Abstract
The Pew Research Center reports a rapid rise in audiobook consumption among adults as digital device ownership increases (Zickuhr & Rainie, 2014). With the emergence of new technologies, long gone are the days of cassette tapes and CDs that made stopping, rewinding, studying, and restarting an audio recording a hassle. Digital media now makes it possible for individuals to easily listen, read, or do both simultaneously from their smart phones, e-readers, electronic tablets, and computers. Recent integration of digital content into electronic textbooks also offers multiple modalities from which to present content. Although gaining popularity by many, some argue that listening to an audio recording is inferior to reading it and, in essence, “cheating” (Miller, 2010; Reimer, 2007). If it were the case that listening to a text was inferior to reading the text, one would predict that comprehension after listening to a digital audio recording would differ from comprehension after reading the same electronic version of the text.

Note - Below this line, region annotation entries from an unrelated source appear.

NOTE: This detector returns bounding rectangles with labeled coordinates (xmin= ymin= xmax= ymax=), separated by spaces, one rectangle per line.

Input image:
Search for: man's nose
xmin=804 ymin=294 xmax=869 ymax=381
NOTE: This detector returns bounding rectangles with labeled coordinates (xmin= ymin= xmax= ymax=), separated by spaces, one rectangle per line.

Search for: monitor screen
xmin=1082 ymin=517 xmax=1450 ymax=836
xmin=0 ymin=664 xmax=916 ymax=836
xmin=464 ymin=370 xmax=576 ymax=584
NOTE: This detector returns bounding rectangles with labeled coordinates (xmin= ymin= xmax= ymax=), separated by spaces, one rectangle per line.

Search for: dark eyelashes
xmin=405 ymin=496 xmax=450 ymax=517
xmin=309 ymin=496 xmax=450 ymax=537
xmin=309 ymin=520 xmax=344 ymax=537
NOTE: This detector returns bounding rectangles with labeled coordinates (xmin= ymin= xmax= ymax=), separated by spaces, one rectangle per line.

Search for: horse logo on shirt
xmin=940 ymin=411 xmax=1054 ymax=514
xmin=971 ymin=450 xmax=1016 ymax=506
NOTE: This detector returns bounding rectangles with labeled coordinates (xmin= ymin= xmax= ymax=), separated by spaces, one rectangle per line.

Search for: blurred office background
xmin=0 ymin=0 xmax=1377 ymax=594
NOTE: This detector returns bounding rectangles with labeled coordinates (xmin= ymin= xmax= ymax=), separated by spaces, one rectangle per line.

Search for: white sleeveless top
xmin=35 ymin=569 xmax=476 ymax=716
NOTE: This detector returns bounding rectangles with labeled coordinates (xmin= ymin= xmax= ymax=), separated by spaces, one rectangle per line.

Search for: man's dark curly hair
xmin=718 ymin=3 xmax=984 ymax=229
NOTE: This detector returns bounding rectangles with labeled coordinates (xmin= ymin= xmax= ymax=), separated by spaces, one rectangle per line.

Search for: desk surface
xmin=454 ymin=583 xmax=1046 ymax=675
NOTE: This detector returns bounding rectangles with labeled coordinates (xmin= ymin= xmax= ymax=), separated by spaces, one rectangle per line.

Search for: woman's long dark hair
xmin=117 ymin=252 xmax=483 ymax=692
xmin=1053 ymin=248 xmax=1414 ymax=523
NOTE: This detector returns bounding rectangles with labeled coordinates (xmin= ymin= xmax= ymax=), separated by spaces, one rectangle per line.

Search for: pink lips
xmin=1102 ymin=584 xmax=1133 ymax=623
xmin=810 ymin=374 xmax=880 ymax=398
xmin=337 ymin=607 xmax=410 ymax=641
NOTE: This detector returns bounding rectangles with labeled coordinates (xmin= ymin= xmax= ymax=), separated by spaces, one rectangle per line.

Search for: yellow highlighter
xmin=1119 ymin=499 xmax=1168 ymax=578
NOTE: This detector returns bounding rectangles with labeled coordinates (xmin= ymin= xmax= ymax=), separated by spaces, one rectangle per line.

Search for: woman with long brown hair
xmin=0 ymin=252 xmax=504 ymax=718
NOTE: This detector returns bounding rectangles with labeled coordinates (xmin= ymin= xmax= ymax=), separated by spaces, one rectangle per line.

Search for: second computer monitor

Given the importance of text comprehension across the life span, and strong opinions expressed by teachers and the public at large on the effectiveness of reading compared with listening on comprehension (Baskin & Harris, 1995; Beers, 1998; Bomar, 2006; Goldsmith, 2002; Moody, 1989), there is a surprising lack of empirical research that directly evaluates the effect of mode of input on comprehension. Furthermore, a review of the research on adults yields conflicting results. Across several studies, recall after reading text was better than recall after listening to text (Daniel & Woody, 2010; Dixon, Simon, Nowak, & Hultsch, 1982; Green, 1981; Lund, 1991). For example, Daniel and Woody (2010) found that participants who read an article scored significantly higher on a quiz than those who listened to a podcast of the same article. In contrast, Moyer found no significant differences between the two modalities. One possible explanation for the conflicting results across these studies pertains to whether participants were (Daniel & Woody, 2010) or were not (Moyer, 2011) given the opportunity to go back and study the information before being tested for comprehension.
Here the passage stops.